- The paper introduces an end-to-end image-to-G-code system that bypasses traditional CAD modeling and rule-based slicing in additive manufacturing.
- It employs a frozen DinoV2 visual encoder with a U-Net DDPM backbone to fuse geometric features and generate accurate G-code trajectories.
- Experimental results demonstrate efficient, diverse toolpaths with a 2.40% reduced mean travel distance and robust performance on both synthetic and real-world inputs.
End-to-End Image-to-G-code Generation for Additive Manufacturing
Introduction and Motivation
Additive manufacturing (AM), particularly material extrusion (MEX), is bottlenecked by a labor-intensive CAD-to-G-code workflow requiring significant expertise and repeated manual intervention. The reliance on explicit 3D CAD modeling and rule-based slicing presents scaling disadvantages in rapid prototyping, customized small-batch production, and educational environments. Existing machine learning approaches that generate intermediate generation models (VAEs, GANs) suffer from fidelity and stability limitations, while even successful image-based DDPM methods cannot directly map visual input to manufacturing instructions without decomposition into multiple stages. This paper introduces Image2Gcode, an end-to-end system that generates printer-ready G-code toolpaths directly from images or sketches, bypassing CAD and intermediate mesh representations entirely.
Figure 1: Overview of the Image2Gcode pipeline from (a) image/sketch input through (b) geometric boundary extraction, (c) DDPM-based denoising sequence generation, to (d) G-code trajectory prediction and (e) physical fabrication.
Methodological Advances
Dataset and Preprocessing
Image2Gcode leverages the Slice-100K dataset, consisting of 100,000 aligned STL-G-code pairs, to frame the learning task at the per-layer slice level. Each slice is preprocessed to extract spatial (X,Y) and extrusion E channels, normalized to [−1,1], and padded or truncated to a fixed length. The G-code parsing ensures consistent coordinate systems and precise synchronization between image-based slice rendering and toolpath trajectory extraction.

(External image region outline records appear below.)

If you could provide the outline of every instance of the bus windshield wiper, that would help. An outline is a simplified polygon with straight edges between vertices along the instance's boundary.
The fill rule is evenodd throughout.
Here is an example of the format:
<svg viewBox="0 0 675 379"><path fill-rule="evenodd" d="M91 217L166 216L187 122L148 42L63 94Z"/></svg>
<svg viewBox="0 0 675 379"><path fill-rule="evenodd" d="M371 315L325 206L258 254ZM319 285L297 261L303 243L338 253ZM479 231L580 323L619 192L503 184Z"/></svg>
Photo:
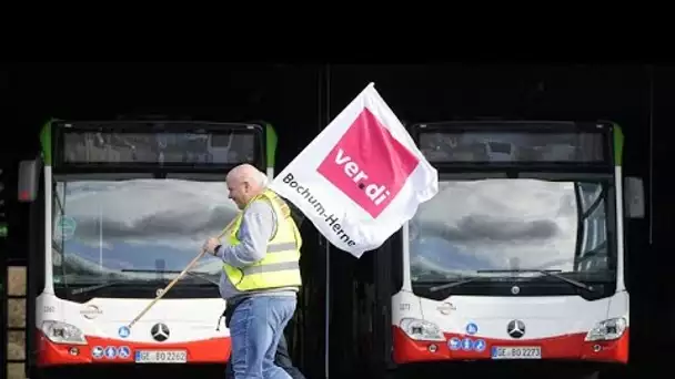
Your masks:
<svg viewBox="0 0 675 379"><path fill-rule="evenodd" d="M142 284L157 284L159 280L143 280ZM125 280L125 279L115 279L115 280L108 280L104 283L100 283L97 285L91 285L91 286L87 286L87 287L80 287L80 288L74 288L73 290L70 291L71 295L80 295L80 294L87 294L87 293L91 293L98 289L102 289L102 288L107 288L107 287L113 287L117 285L138 285L138 280ZM72 286L72 285L71 285Z"/></svg>
<svg viewBox="0 0 675 379"><path fill-rule="evenodd" d="M451 283L446 283L444 285L431 287L431 288L429 288L429 291L430 293L435 293L435 291L439 291L439 290L443 290L443 289L461 286L461 285L467 284L467 283L472 283L472 281L475 281L475 280L478 280L478 279L484 279L484 278L485 278L484 276L471 276L471 277L466 277L466 278L463 278L463 279L462 279L462 277L459 277L457 279L460 279L460 280L457 280L457 281L451 281Z"/></svg>
<svg viewBox="0 0 675 379"><path fill-rule="evenodd" d="M550 277L554 277L556 279L566 281L577 288L582 288L588 291L593 291L594 289L592 287L588 287L587 285L581 283L581 281L576 281L574 279L570 279L566 278L557 273L561 273L560 269L480 269L477 270L477 273L538 273L538 274L544 274L546 276Z"/></svg>
<svg viewBox="0 0 675 379"><path fill-rule="evenodd" d="M157 274L180 274L181 272L178 270L170 270L170 269L123 269L122 273L157 273ZM202 280L209 281L210 284L214 285L214 286L219 286L219 283L210 279L203 275L197 274L197 273L191 273L188 272L185 273L188 275L191 275L195 278L200 278Z"/></svg>

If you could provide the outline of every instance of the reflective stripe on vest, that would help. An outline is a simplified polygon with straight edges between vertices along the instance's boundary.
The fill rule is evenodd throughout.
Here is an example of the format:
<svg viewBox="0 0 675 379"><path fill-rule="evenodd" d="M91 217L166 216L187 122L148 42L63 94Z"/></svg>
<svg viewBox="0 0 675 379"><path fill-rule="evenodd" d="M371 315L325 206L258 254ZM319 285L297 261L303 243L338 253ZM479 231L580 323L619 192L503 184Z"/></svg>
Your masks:
<svg viewBox="0 0 675 379"><path fill-rule="evenodd" d="M249 204L254 201L266 201L272 205L276 216L276 228L268 243L268 254L263 259L243 268L223 264L223 270L232 285L241 291L301 286L300 247L302 238L288 205L269 190L251 199ZM246 208L238 215L238 219L232 226L229 235L230 245L240 244L236 234Z"/></svg>

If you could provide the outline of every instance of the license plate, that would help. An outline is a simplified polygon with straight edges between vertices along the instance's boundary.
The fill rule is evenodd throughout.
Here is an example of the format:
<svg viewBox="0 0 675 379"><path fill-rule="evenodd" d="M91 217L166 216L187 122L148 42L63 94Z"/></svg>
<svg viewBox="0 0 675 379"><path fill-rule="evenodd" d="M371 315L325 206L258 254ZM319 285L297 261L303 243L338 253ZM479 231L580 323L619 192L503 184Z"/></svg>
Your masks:
<svg viewBox="0 0 675 379"><path fill-rule="evenodd" d="M542 359L542 348L538 346L493 346L492 359Z"/></svg>
<svg viewBox="0 0 675 379"><path fill-rule="evenodd" d="M137 363L185 363L188 351L185 350L137 350Z"/></svg>

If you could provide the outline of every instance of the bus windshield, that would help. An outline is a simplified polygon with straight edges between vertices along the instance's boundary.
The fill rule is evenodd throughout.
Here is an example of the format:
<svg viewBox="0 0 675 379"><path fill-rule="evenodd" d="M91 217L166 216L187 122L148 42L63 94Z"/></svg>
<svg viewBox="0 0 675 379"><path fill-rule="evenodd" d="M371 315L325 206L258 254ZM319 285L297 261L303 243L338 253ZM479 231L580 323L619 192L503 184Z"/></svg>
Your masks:
<svg viewBox="0 0 675 379"><path fill-rule="evenodd" d="M441 181L409 224L412 281L518 269L606 275L608 187L586 180Z"/></svg>
<svg viewBox="0 0 675 379"><path fill-rule="evenodd" d="M224 180L57 181L54 285L171 280L236 213ZM191 272L218 283L220 270L206 255Z"/></svg>

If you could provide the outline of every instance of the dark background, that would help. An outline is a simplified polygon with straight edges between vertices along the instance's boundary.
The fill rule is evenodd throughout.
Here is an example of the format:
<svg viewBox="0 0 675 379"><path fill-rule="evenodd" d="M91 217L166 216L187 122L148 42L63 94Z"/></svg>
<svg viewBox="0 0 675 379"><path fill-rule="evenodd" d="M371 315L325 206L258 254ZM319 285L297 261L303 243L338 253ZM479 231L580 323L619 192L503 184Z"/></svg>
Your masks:
<svg viewBox="0 0 675 379"><path fill-rule="evenodd" d="M12 238L2 248L13 262L24 257L24 208L14 204L12 175L20 158L34 156L37 133L49 117L104 119L134 112L245 121L270 121L279 134L278 172L283 168L369 82L407 122L476 116L595 121L613 120L626 135L624 171L642 176L647 218L629 240L634 372L664 365L675 349L675 289L669 176L669 130L675 125L675 69L658 64L434 64L328 65L230 63L12 63L0 65L0 167L6 168L7 215ZM313 231L309 223L305 232ZM325 246L309 239L303 269L314 288L304 322L324 322ZM349 306L341 296L363 263L331 252L331 372L344 369L350 344L340 321ZM323 336L308 337L312 351L300 365L323 377ZM353 344L353 342L352 342ZM641 376L642 377L642 376ZM637 378L637 377L636 377Z"/></svg>

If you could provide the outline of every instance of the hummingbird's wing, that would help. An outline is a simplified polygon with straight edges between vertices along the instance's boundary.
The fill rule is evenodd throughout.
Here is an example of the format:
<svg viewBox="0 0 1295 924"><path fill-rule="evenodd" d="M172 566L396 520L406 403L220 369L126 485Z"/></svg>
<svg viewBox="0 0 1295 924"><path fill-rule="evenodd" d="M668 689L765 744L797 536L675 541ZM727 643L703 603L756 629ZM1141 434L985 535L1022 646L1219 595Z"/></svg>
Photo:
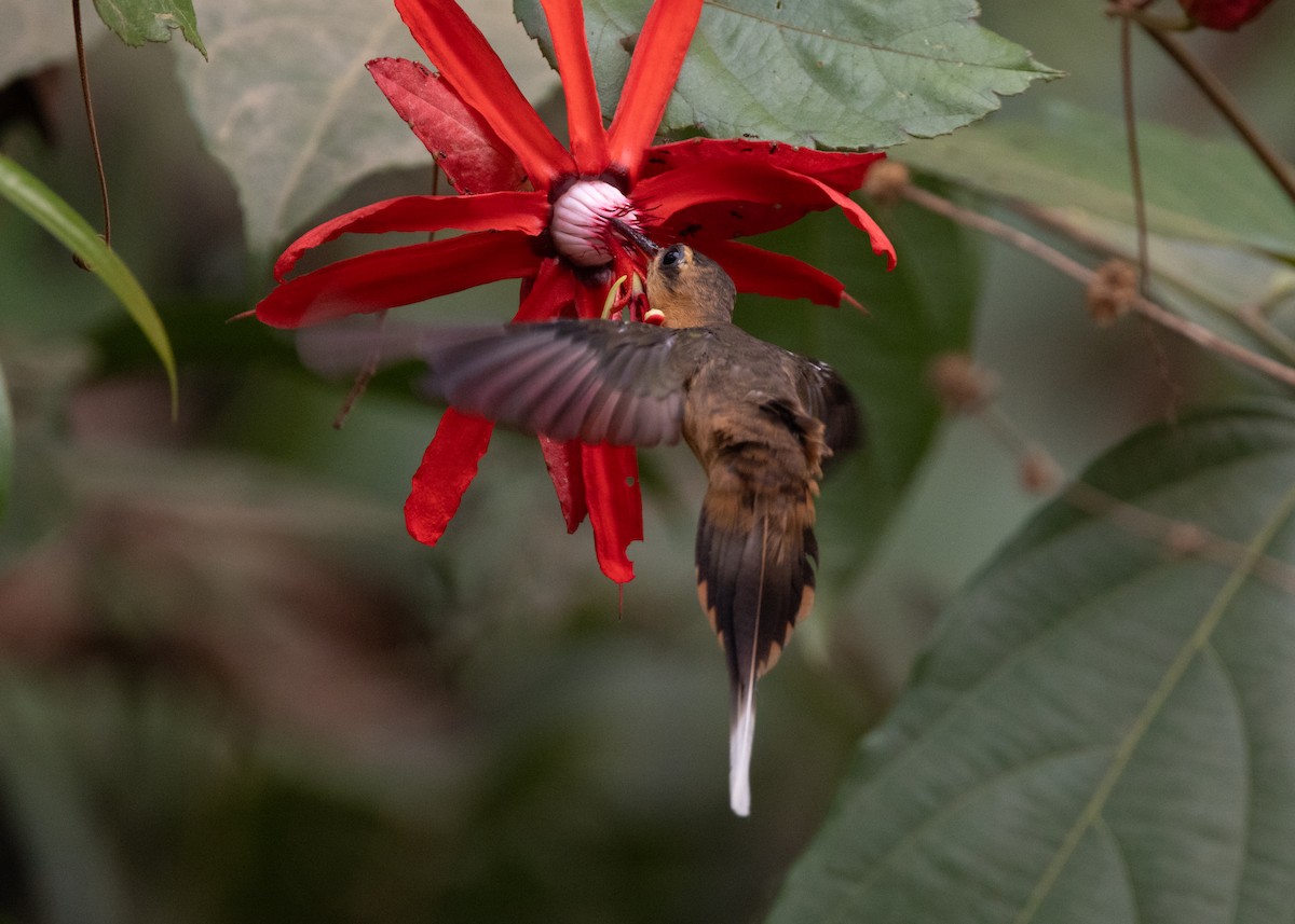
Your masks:
<svg viewBox="0 0 1295 924"><path fill-rule="evenodd" d="M679 441L684 384L707 339L701 329L562 320L387 326L350 344L333 336L322 349L316 334L308 351L312 366L337 370L357 368L377 346L387 361L423 360L427 390L461 412L554 440L651 446Z"/></svg>
<svg viewBox="0 0 1295 924"><path fill-rule="evenodd" d="M824 443L833 456L859 449L868 434L850 387L826 362L805 360L800 366L800 400L824 423Z"/></svg>

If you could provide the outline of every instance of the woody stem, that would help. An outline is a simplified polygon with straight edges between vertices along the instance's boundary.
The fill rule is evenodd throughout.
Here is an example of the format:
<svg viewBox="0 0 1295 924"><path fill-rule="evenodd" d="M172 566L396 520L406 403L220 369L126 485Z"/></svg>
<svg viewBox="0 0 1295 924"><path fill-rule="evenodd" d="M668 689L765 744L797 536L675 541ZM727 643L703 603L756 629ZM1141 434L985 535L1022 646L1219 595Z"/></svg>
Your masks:
<svg viewBox="0 0 1295 924"><path fill-rule="evenodd" d="M1066 254L1062 254L1059 250L1048 246L1039 238L1031 237L1030 234L1006 225L997 219L992 219L988 215L980 215L979 212L973 212L969 208L962 208L949 199L936 195L935 193L922 189L912 182L904 185L903 195L909 202L922 206L936 215L943 215L951 221L957 221L967 228L974 228L975 230L991 234L1001 241L1006 241L1014 247L1039 258L1048 265L1061 270L1084 286L1092 285L1097 278L1096 272L1077 260L1074 260ZM1226 356L1228 358L1235 360L1237 362L1247 365L1251 369L1256 369L1278 382L1295 387L1295 368L1289 366L1285 362L1278 362L1277 360L1269 358L1251 349L1246 349L1232 340L1219 336L1208 327L1203 327L1194 321L1178 317L1169 309L1143 295L1136 295L1131 300L1131 307L1149 321L1172 330L1175 334L1178 334L1180 336L1184 336L1206 349L1219 353L1220 356Z"/></svg>

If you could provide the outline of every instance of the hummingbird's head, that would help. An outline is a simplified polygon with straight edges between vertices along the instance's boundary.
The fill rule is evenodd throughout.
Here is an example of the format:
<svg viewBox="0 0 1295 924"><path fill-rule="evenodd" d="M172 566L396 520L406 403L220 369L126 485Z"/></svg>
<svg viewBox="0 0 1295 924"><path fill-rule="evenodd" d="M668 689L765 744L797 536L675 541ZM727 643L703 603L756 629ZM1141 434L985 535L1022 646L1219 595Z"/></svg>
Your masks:
<svg viewBox="0 0 1295 924"><path fill-rule="evenodd" d="M613 220L648 261L648 304L667 327L701 327L733 320L737 287L724 268L686 243L662 247L638 229Z"/></svg>

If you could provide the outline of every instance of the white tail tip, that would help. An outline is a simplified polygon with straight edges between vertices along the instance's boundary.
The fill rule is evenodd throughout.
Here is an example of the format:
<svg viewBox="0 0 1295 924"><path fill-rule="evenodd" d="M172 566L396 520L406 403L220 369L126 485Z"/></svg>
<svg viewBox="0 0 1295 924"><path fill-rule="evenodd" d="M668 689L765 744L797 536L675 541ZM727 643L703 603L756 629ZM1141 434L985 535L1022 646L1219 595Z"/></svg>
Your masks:
<svg viewBox="0 0 1295 924"><path fill-rule="evenodd" d="M755 685L752 683L737 701L733 723L729 727L729 805L733 814L746 818L751 814L751 748L755 742Z"/></svg>

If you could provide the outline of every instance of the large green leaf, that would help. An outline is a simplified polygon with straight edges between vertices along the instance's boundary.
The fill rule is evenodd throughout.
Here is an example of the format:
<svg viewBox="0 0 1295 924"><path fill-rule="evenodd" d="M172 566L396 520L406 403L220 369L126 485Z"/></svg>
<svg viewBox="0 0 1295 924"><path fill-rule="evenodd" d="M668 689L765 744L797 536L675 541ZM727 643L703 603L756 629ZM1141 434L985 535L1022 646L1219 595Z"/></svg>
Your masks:
<svg viewBox="0 0 1295 924"><path fill-rule="evenodd" d="M9 388L5 386L4 368L0 368L0 522L9 506L9 487L13 481L13 408L9 406Z"/></svg>
<svg viewBox="0 0 1295 924"><path fill-rule="evenodd" d="M536 0L518 18L548 47ZM603 111L615 111L645 0L589 0ZM982 28L973 0L706 0L663 132L884 148L952 132L1055 76ZM550 53L550 49L549 49Z"/></svg>
<svg viewBox="0 0 1295 924"><path fill-rule="evenodd" d="M80 215L52 189L14 160L0 155L0 197L9 199L32 221L53 234L100 281L111 290L153 344L171 382L171 401L176 400L175 356L162 318L130 268Z"/></svg>
<svg viewBox="0 0 1295 924"><path fill-rule="evenodd" d="M1295 259L1295 208L1246 148L1149 123L1138 145L1151 230ZM1028 123L912 144L899 158L995 195L1133 221L1124 126L1111 116L1055 106Z"/></svg>
<svg viewBox="0 0 1295 924"><path fill-rule="evenodd" d="M377 57L425 58L391 0L197 6L211 62L179 56L180 82L207 148L234 181L254 254L284 243L361 177L394 167L430 173L431 155L364 69ZM515 22L480 25L519 80L550 85ZM514 65L518 52L528 65ZM409 192L430 192L430 181Z"/></svg>
<svg viewBox="0 0 1295 924"><path fill-rule="evenodd" d="M127 45L170 41L171 32L179 31L185 41L202 52L202 57L207 57L198 35L193 0L95 0L95 9L104 25Z"/></svg>
<svg viewBox="0 0 1295 924"><path fill-rule="evenodd" d="M1208 554L1040 514L944 615L772 921L1289 918L1295 409L1142 432L1085 480Z"/></svg>

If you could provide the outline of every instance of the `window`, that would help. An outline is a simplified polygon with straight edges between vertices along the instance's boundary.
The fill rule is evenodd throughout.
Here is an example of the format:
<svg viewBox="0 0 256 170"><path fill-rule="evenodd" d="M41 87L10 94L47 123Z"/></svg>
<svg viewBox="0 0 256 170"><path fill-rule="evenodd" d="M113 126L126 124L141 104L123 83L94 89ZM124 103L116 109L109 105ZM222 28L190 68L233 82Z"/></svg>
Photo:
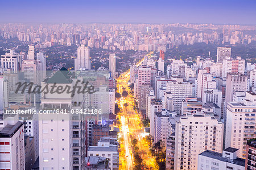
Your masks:
<svg viewBox="0 0 256 170"><path fill-rule="evenodd" d="M43 148L43 152L48 152L49 150L48 148Z"/></svg>
<svg viewBox="0 0 256 170"><path fill-rule="evenodd" d="M48 162L49 161L49 159L48 158L44 158L44 162Z"/></svg>
<svg viewBox="0 0 256 170"><path fill-rule="evenodd" d="M43 134L47 134L48 129L43 129Z"/></svg>
<svg viewBox="0 0 256 170"><path fill-rule="evenodd" d="M43 139L43 143L49 143L49 140L48 139Z"/></svg>
<svg viewBox="0 0 256 170"><path fill-rule="evenodd" d="M218 163L214 162L214 161L212 161L212 165L214 165L216 166L218 166Z"/></svg>

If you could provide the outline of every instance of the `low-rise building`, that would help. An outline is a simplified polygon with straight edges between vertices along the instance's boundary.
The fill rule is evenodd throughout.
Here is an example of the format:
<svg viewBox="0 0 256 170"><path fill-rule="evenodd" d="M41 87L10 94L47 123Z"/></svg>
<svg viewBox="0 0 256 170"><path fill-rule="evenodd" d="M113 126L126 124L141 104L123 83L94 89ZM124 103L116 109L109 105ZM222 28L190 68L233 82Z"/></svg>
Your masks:
<svg viewBox="0 0 256 170"><path fill-rule="evenodd" d="M237 157L238 149L229 147L222 154L207 150L198 156L198 170L243 170L244 159Z"/></svg>

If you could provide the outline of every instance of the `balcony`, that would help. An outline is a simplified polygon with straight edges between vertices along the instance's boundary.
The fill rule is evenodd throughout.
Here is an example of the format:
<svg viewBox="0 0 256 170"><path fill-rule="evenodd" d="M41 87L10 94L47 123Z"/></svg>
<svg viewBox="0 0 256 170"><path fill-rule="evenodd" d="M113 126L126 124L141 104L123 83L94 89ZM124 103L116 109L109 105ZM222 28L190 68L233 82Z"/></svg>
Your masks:
<svg viewBox="0 0 256 170"><path fill-rule="evenodd" d="M79 146L79 143L73 143L73 146Z"/></svg>
<svg viewBox="0 0 256 170"><path fill-rule="evenodd" d="M79 125L73 125L72 128L73 129L80 129Z"/></svg>
<svg viewBox="0 0 256 170"><path fill-rule="evenodd" d="M79 160L76 160L76 161L73 160L73 164L79 164Z"/></svg>
<svg viewBox="0 0 256 170"><path fill-rule="evenodd" d="M73 134L73 138L79 138L79 134Z"/></svg>

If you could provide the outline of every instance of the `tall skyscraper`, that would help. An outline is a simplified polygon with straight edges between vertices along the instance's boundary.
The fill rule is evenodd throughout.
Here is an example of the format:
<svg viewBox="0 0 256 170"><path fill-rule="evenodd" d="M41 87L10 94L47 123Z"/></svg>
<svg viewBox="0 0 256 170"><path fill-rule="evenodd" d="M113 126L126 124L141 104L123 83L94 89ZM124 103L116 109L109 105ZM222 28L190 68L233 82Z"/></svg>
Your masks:
<svg viewBox="0 0 256 170"><path fill-rule="evenodd" d="M224 125L210 115L194 115L176 121L174 169L197 169L198 155L222 151Z"/></svg>
<svg viewBox="0 0 256 170"><path fill-rule="evenodd" d="M245 158L246 142L255 138L256 94L247 92L242 102L229 102L226 107L225 148L239 149L238 156Z"/></svg>
<svg viewBox="0 0 256 170"><path fill-rule="evenodd" d="M164 52L163 50L160 49L159 57L164 61Z"/></svg>
<svg viewBox="0 0 256 170"><path fill-rule="evenodd" d="M255 169L256 159L256 138L249 140L246 144L246 157L245 158L245 168L247 170Z"/></svg>
<svg viewBox="0 0 256 170"><path fill-rule="evenodd" d="M2 55L1 67L6 70L9 69L13 72L16 72L21 68L22 61L20 55L11 49L10 52Z"/></svg>
<svg viewBox="0 0 256 170"><path fill-rule="evenodd" d="M226 57L231 57L231 47L218 47L217 48L217 62L221 63Z"/></svg>
<svg viewBox="0 0 256 170"><path fill-rule="evenodd" d="M115 54L109 54L109 69L111 73L111 76L115 78L117 73L115 72Z"/></svg>
<svg viewBox="0 0 256 170"><path fill-rule="evenodd" d="M247 90L247 76L237 74L228 74L226 86L225 102L233 101L234 93Z"/></svg>
<svg viewBox="0 0 256 170"><path fill-rule="evenodd" d="M23 125L0 117L0 169L25 169Z"/></svg>
<svg viewBox="0 0 256 170"><path fill-rule="evenodd" d="M244 74L245 60L237 56L236 59L226 58L222 60L222 77L226 78L228 74Z"/></svg>
<svg viewBox="0 0 256 170"><path fill-rule="evenodd" d="M35 47L34 45L28 45L28 52L27 55L27 60L34 60L35 59Z"/></svg>
<svg viewBox="0 0 256 170"><path fill-rule="evenodd" d="M76 81L71 78L71 74L63 68L42 82L42 88L54 83L72 87ZM85 102L79 100L80 97L76 95L79 94L72 97L66 91L61 94L43 92L42 110L83 109ZM84 120L83 115L77 114L39 115L40 169L82 169L85 156Z"/></svg>
<svg viewBox="0 0 256 170"><path fill-rule="evenodd" d="M77 48L77 57L75 59L75 70L90 69L90 49L81 44Z"/></svg>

Figure 2: Visualization of slice-level training pairs highlighting (X,Y) and normalized E values extracted from toolpaths to capture spatial and material deposition characteristics.
Model Architecture
The framework comprises a frozen DinoV2 transformer-based visual encoder for multi-scale geometric feature extraction and a 1D U-Net DDPM sequence generator. The U-Net incorporates cross-attention blocks for hierarchical fusion between visual context and trajectory sequences across all resolution levels. This architectural choice ensures both global and local geometric dependencies are encoded in the synthesized G-code.
Figure 3: Schematic of the conditioning network (DinoV2-based) and DDPM denoising network with cross-attention mechanisms for trajectory synthesis.
During inference, trajectories are sampled via iterative denoising from Gaussian noise across 500 steps, yielding discrete (X,Y,E) sequences which are denormalized and converted to printer-agnostic G-code instructions. Feedrate and initialization codes are appended using standard validation checks to generate executable toolpaths.
Experimental Results
Generation Quality
Qualitative evaluation on the held-out Slice-100K validation split demonstrates structural coherence in generated toolpaths, accurate boundary reconstruction, and infill pattern selection that is both compatible with manufacturing constraints and diverse across geometric primitives. Physical part prints exhibit dimensional fidelity, surface quality, and manufacturability without layer delamination or extrusion failures.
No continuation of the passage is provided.